# First review. Markin's petty.



## cami10 (Aug 23, 2022)

For my first post on this forum i want to share with you my impressions on this very beautiful Petty made by @Andrei Markin . When it comes to kitchen knives my use was been limited so far to gyutos and paring knives. With Andrei i had the opportunity to test my first petty and even if it was not the knife profile i was most used too i have to admit that it became one of my best companions for its user friendly size and versatility for most dialy tasks in the kitchen.

*The knife dimensions: *


*Blade length:* 137 mm
*Blade width:* 28 mm 
*Spine thickness:* 2.5 mm (tapered) 
*Handle length:* 132 mm
*Thickness behind the edge: *Around 0.1 mm 
*Steel:* laminated k390, 64 HRC 
*Handle material:* Stabilised elm burl
*Bolster material: *copper mokume

Design and fit and finish : Very good construction and nice choice of materials. The milling in the bolster is very effective to achieve a comfortable pinch grip.
The knife profile is carachterized by the handle forming a certain angle with the horizontal, which greatly improves comfort during prolonged use.

Edge : The grinding work was amazingly done by Andrei until a very thin edge of 0.1 mm ( around 0.003 inches ) wich contributes to make this knife a very enjoyable slicer. Combined with a steel like k390 the edge have a great stability and an amazing edge retention. The crispy edge is ideal for cutting soft skinned vegetables and meats. And the sharpenability is good for any experienced user due to the low amount of material to remove.

Balance : The knife feels very neutral in the hand with a balance point very close to the bolster area increassing maneuverability of the knife in all kind of dialy tasks.

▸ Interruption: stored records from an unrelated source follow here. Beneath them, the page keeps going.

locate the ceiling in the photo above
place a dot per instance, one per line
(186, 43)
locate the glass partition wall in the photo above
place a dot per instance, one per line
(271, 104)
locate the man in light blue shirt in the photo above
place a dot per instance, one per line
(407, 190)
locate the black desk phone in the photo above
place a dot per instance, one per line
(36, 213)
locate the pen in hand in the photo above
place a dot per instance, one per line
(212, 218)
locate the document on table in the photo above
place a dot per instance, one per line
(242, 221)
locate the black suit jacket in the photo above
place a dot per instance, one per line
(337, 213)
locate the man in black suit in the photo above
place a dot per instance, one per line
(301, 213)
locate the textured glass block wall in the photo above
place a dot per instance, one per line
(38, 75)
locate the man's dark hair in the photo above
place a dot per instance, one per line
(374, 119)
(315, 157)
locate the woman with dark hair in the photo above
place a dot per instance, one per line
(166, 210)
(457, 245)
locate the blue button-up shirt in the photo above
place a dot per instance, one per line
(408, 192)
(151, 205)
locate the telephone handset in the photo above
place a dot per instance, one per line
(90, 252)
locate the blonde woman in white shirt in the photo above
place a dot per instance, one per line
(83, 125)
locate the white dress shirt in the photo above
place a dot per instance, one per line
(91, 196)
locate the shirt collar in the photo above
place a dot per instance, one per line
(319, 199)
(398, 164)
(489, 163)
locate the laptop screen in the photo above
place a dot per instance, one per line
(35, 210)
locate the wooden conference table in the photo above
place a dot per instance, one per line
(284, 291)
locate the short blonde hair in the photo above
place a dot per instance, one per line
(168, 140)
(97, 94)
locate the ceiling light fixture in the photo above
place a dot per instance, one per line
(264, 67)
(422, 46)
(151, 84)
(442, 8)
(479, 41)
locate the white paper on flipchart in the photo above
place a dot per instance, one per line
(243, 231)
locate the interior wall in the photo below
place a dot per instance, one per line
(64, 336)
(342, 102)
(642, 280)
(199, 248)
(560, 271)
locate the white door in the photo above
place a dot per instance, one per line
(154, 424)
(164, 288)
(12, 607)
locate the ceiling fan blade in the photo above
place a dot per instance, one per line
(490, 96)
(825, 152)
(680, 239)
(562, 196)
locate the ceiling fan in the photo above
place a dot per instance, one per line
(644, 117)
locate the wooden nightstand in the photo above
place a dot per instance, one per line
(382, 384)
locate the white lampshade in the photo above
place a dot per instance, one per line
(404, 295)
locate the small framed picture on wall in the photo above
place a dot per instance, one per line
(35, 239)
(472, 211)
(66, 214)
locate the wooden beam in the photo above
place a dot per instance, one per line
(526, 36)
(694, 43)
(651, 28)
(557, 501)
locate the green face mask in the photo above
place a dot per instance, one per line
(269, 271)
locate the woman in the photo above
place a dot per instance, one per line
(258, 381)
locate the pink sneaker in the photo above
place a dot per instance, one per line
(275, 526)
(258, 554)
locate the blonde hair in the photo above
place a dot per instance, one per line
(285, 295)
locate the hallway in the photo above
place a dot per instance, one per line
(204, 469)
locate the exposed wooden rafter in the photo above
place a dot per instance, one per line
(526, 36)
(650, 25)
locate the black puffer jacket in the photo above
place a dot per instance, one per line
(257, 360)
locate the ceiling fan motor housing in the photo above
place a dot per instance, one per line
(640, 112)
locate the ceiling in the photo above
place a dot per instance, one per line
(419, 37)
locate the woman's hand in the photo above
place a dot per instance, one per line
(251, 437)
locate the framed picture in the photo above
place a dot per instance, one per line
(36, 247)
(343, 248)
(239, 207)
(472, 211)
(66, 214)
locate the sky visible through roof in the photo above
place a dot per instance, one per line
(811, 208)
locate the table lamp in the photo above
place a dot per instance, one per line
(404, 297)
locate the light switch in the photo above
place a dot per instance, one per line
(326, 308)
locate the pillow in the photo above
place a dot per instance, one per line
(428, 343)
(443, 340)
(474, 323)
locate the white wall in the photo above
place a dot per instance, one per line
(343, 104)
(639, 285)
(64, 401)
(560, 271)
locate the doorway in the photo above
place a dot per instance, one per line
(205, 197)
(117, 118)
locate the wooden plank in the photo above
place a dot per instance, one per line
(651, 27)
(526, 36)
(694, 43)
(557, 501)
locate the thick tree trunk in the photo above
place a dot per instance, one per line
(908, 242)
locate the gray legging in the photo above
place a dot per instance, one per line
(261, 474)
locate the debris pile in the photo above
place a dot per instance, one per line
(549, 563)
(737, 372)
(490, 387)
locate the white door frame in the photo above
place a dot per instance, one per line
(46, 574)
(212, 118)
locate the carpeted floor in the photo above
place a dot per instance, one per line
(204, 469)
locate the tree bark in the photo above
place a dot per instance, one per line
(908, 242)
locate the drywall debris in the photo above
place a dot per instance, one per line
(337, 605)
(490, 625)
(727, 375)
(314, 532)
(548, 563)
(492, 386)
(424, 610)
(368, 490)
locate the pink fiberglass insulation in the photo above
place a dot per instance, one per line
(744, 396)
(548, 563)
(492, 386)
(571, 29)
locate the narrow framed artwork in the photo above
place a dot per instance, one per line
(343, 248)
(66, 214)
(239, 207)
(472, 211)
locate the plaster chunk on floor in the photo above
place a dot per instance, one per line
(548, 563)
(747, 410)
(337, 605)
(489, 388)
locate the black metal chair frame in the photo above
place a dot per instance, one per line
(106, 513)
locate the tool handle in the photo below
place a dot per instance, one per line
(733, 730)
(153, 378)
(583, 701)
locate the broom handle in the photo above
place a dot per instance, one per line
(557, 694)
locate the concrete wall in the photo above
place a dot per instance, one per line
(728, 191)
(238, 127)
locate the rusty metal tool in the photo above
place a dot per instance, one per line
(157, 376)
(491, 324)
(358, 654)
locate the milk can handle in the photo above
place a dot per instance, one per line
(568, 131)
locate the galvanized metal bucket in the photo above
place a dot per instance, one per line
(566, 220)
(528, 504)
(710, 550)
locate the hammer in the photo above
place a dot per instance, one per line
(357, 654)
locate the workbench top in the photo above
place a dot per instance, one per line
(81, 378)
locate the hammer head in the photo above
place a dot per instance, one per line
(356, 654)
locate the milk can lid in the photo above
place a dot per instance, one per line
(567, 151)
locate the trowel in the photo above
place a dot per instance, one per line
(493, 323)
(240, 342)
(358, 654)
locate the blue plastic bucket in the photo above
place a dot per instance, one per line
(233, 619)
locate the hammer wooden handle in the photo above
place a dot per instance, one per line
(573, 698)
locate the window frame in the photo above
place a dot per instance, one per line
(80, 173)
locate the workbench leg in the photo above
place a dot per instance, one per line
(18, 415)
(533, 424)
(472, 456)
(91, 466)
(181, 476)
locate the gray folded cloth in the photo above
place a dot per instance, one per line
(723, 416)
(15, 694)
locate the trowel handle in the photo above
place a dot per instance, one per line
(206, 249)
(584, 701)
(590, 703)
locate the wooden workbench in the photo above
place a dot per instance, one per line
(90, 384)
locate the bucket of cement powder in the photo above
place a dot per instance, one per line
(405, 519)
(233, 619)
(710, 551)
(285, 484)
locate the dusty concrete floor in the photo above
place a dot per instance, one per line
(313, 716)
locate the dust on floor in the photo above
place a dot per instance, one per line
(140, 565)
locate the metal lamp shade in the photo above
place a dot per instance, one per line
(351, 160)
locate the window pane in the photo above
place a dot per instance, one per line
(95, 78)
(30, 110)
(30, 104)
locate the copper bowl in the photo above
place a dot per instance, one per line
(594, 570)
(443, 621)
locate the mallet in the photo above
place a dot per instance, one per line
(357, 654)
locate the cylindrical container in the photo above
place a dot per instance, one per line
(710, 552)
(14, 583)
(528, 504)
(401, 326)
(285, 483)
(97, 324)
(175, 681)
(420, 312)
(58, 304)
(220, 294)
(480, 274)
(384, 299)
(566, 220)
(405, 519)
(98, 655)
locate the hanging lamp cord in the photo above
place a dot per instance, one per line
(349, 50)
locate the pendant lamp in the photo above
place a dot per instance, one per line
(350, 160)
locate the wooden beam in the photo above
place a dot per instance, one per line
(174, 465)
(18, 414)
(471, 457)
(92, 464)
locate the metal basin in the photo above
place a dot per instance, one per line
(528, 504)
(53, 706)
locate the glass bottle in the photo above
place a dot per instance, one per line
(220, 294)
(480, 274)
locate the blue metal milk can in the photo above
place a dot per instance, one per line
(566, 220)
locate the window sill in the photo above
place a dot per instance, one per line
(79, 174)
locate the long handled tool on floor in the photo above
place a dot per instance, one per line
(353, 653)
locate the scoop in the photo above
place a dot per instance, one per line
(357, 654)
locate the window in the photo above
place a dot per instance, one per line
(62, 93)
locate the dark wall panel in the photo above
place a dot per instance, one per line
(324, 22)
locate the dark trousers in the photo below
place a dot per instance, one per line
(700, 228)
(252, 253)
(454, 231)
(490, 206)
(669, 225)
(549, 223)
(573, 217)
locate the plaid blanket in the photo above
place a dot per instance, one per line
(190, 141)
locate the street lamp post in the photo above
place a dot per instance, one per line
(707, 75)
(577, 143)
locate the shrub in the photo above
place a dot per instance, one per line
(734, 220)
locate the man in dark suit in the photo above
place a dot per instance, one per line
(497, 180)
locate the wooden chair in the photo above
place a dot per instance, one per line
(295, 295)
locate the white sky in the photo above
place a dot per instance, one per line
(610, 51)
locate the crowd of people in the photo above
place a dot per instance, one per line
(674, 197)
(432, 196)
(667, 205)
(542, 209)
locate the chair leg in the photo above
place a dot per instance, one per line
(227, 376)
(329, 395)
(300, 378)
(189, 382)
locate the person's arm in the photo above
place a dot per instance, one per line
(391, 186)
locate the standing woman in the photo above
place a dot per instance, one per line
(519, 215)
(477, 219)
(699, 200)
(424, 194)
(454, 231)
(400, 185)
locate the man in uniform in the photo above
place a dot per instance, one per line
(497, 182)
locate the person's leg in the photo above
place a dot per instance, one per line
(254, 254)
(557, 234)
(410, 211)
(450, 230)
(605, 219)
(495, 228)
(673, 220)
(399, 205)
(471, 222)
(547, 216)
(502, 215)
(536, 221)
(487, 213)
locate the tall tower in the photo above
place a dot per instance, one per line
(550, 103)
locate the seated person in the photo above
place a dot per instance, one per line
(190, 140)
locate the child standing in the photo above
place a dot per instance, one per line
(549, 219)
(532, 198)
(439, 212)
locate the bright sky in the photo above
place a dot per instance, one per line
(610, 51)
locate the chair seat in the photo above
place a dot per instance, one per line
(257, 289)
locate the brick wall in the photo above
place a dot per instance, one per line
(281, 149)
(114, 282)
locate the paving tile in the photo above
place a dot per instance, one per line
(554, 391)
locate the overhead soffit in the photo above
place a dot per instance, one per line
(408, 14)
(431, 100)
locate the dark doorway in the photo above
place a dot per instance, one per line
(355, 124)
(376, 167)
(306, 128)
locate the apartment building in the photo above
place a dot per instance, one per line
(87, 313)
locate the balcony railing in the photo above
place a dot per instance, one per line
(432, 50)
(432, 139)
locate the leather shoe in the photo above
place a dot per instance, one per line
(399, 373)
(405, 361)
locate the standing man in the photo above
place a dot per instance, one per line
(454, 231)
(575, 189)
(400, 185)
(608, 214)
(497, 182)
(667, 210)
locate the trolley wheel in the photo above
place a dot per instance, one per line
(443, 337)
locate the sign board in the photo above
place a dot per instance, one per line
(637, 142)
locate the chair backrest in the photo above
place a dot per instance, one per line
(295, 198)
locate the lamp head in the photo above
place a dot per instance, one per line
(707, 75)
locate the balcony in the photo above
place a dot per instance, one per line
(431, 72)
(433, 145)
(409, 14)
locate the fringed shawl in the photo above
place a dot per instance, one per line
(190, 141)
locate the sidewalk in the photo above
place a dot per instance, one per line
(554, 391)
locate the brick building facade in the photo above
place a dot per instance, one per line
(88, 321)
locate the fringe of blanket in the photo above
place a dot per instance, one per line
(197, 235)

I used the knife so far to cut, slice and mince all kind of vegetables and to skin poultry and removing the fillets with great success. In conclusion Andrei work is amazing by it's quality and it's specificity for the kitchen use and i found petty's to be amazing dialy companions that can be got for a fraction of the cost of larger knives.


----------



## blokey (Sep 3, 2022)

Love his work, the attention to detail is astonishing.


----------



## MarcelNL (Sep 3, 2022)

completely agree, I have a similar petty in S390 and it's an amazing knife that has a large WOW factor every time I use it.


----------